Since voting requires multiple prompts, it may be more appropriate when there is a budget to guide the threshold number.
Conclusion: Combining Thoughts Saves You Money
Let's see how much money the MoT technique saves and its impact on the accuracy of the answers.
The researchers used the following sum to calculate the immediate cost:
- The cost of ordering the weakest model (because we can order it multiple times)
- The cost of the response evaluation process.
- If the evaluation process rejects the answer, we add the cost of boosting the strong model
The results were dramatic:
- Using variants of MoT (combining voting and verification with CoT and PoT) can deliver performance comparable to 40% of the cost of using GPT-4 alone.
- In the evidence against CREPE Q&A Dataset, MoT outperformed GPT-4 by 47% of its cost.
- Combining PoT and CoT improves decision making compared to using either technique alone.
- Increasing the threshold when using the voting method did not significantly affect quality despite the additional cost.
- The coherence model proved effective in reliably identifying correct LLM responses. Successfully predicted when to resort to using the strong model for optimal results.
Hosting and managing large language models (LLMs) internally comes with significant challenges. They bring complexity, high costs, and the need for extensive data infrastructure and resources. As a result, LLMs present substantial obstacles for organizations seeking to leverage their broad capabilities. That may lead you to turn to hosted LLMs. However, this approach presents companies with unforeseen cost increases and budget challenges as they expand into new use cases. This is especially evident when the latest powerful models are integrated. To avoid that fate, you face a new dilemma: can you rely on weaker, more affordable models? Can you overcome concerns about your accuracy when handling complex questions?

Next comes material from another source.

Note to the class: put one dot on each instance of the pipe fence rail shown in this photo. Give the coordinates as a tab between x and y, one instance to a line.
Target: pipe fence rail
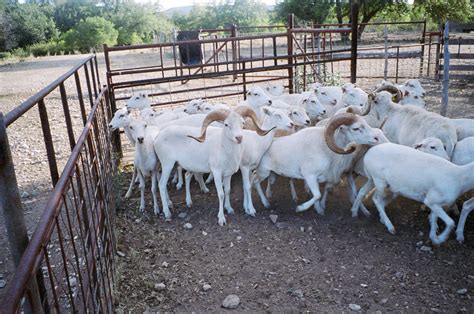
67	265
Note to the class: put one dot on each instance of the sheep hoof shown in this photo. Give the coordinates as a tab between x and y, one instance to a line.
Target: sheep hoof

LLM Cascades with Mixture of Thought (MoT) offers two important steps forward:
- Substantial cost savings compared to exclusively using the latest models.
- Demonstrable results on par with the latest models.
This advancement provides organizations with a practical and efficient approach to navigate the delicate balance between the powerful capabilities of LLMs and the imperative to manage costs effectively.
Domino software engineer Subir Mansukhani contributed to this post.